The Key Dependency: Why This Requires Splunk
A domain-specific model is only as strong as the data it sees.
If network telemetry lives in one silo, security events in another, and application metrics in a third—with different formats, timestamps, and correlation keys—training a unified model isn’t just hard; it’s almost impossible.
That’s where Splunk becomes the linchpin. (Here's where the previous post about Splunk connects directly).

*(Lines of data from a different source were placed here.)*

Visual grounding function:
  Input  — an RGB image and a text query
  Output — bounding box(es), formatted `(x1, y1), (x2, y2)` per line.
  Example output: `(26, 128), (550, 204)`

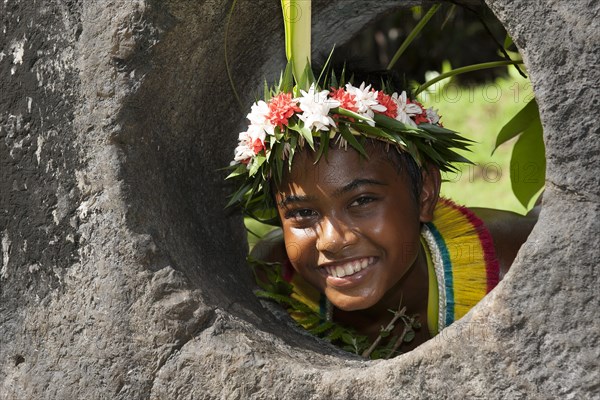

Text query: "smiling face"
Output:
(275, 143), (439, 311)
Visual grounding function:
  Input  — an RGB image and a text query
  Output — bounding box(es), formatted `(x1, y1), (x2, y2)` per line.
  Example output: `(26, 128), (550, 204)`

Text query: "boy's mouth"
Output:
(322, 257), (376, 278)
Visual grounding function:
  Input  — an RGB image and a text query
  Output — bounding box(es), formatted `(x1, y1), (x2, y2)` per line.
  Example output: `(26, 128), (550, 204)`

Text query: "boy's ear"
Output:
(419, 164), (442, 222)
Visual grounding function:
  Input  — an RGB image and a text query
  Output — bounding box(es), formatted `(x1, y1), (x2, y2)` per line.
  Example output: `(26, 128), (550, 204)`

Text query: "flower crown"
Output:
(227, 65), (471, 222)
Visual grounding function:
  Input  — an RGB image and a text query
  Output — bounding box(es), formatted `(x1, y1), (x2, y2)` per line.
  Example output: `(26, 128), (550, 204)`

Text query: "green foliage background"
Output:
(423, 67), (537, 214)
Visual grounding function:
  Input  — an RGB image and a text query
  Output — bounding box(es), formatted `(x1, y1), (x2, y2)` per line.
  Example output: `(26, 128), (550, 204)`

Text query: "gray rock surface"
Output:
(0, 0), (600, 399)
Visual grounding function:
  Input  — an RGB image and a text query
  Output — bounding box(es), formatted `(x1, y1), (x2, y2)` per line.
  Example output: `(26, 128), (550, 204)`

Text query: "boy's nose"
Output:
(316, 218), (356, 254)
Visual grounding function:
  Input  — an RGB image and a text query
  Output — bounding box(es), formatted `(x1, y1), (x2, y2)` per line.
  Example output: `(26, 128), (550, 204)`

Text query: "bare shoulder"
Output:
(470, 205), (541, 276)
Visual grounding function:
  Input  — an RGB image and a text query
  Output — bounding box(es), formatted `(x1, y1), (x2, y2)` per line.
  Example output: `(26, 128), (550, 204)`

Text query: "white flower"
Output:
(248, 125), (266, 145)
(392, 91), (423, 127)
(296, 83), (340, 131)
(246, 100), (275, 135)
(346, 82), (387, 126)
(425, 107), (440, 125)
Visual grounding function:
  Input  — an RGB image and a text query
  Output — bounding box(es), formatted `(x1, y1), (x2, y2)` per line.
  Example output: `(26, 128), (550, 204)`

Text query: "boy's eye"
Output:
(350, 196), (375, 207)
(285, 208), (317, 220)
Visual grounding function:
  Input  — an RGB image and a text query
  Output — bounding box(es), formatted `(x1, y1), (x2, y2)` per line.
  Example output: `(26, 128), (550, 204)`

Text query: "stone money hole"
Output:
(230, 0), (544, 356)
(0, 0), (584, 399)
(113, 2), (544, 357)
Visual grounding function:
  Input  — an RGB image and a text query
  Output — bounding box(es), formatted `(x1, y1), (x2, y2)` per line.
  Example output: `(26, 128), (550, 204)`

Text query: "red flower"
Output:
(406, 99), (430, 125)
(329, 88), (358, 112)
(252, 138), (265, 154)
(268, 93), (302, 129)
(377, 90), (398, 118)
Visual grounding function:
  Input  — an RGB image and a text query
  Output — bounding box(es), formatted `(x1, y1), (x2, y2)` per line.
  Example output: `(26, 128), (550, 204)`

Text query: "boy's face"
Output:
(275, 146), (437, 311)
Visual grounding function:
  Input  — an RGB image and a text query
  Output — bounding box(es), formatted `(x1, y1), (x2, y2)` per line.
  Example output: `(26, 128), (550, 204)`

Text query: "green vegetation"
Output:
(421, 67), (537, 214)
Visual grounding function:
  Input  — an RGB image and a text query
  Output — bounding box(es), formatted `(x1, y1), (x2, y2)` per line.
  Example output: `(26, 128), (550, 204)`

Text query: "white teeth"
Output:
(344, 263), (355, 275)
(325, 257), (375, 278)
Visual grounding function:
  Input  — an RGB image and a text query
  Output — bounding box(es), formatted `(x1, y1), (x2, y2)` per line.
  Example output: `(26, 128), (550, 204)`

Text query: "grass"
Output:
(421, 68), (535, 214)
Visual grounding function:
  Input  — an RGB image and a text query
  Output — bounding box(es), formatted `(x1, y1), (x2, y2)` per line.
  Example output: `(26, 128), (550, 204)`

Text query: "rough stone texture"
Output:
(0, 0), (600, 399)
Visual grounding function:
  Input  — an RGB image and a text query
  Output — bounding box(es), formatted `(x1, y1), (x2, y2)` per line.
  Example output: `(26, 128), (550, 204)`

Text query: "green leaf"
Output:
(373, 114), (418, 132)
(279, 61), (294, 93)
(504, 33), (513, 49)
(314, 132), (329, 164)
(510, 119), (546, 208)
(386, 4), (441, 70)
(248, 154), (267, 176)
(492, 99), (540, 154)
(281, 0), (311, 82)
(339, 124), (369, 158)
(317, 45), (335, 85)
(414, 60), (523, 96)
(225, 164), (248, 179)
(296, 58), (315, 92)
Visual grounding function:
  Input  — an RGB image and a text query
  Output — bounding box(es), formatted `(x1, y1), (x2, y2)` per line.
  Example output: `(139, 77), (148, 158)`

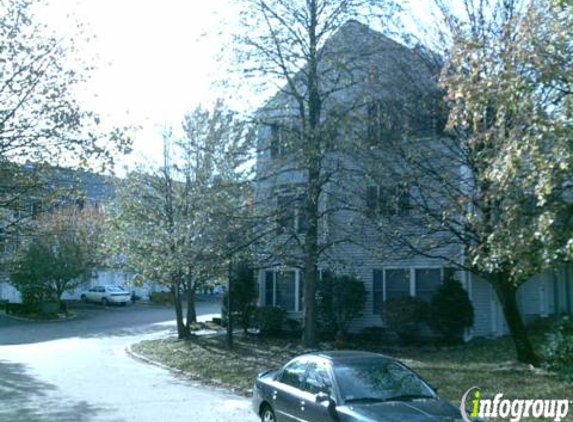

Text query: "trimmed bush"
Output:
(382, 296), (428, 345)
(149, 292), (173, 305)
(542, 316), (573, 382)
(255, 306), (286, 336)
(429, 274), (474, 344)
(317, 273), (366, 337)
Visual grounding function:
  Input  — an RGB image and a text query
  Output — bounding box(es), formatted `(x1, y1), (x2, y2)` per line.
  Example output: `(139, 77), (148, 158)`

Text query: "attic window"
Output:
(366, 185), (412, 217)
(366, 100), (402, 145)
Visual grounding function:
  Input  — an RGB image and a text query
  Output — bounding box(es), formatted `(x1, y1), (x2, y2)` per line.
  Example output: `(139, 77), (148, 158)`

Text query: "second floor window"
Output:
(366, 185), (412, 217)
(270, 123), (293, 159)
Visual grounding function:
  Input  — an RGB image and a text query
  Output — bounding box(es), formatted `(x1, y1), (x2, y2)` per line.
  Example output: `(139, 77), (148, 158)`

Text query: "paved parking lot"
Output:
(0, 301), (257, 422)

Splunk provides the universal data substrate that makes a domain AI feasible:
- Normalized schema across all data sources
- Unified timestamps for precise event correlation
- Consistent indexing for fast queries
- Context preservation—not just raw metrics, but relationships between them
Without Splunk, AgenticOps would be just another chatbot poking APIs on network devices.
With Splunk’s unified data fabric, those same agents gain true cross-domain reasoning—seeing how a routing change affects app latency or how a security rule alters traffic flow.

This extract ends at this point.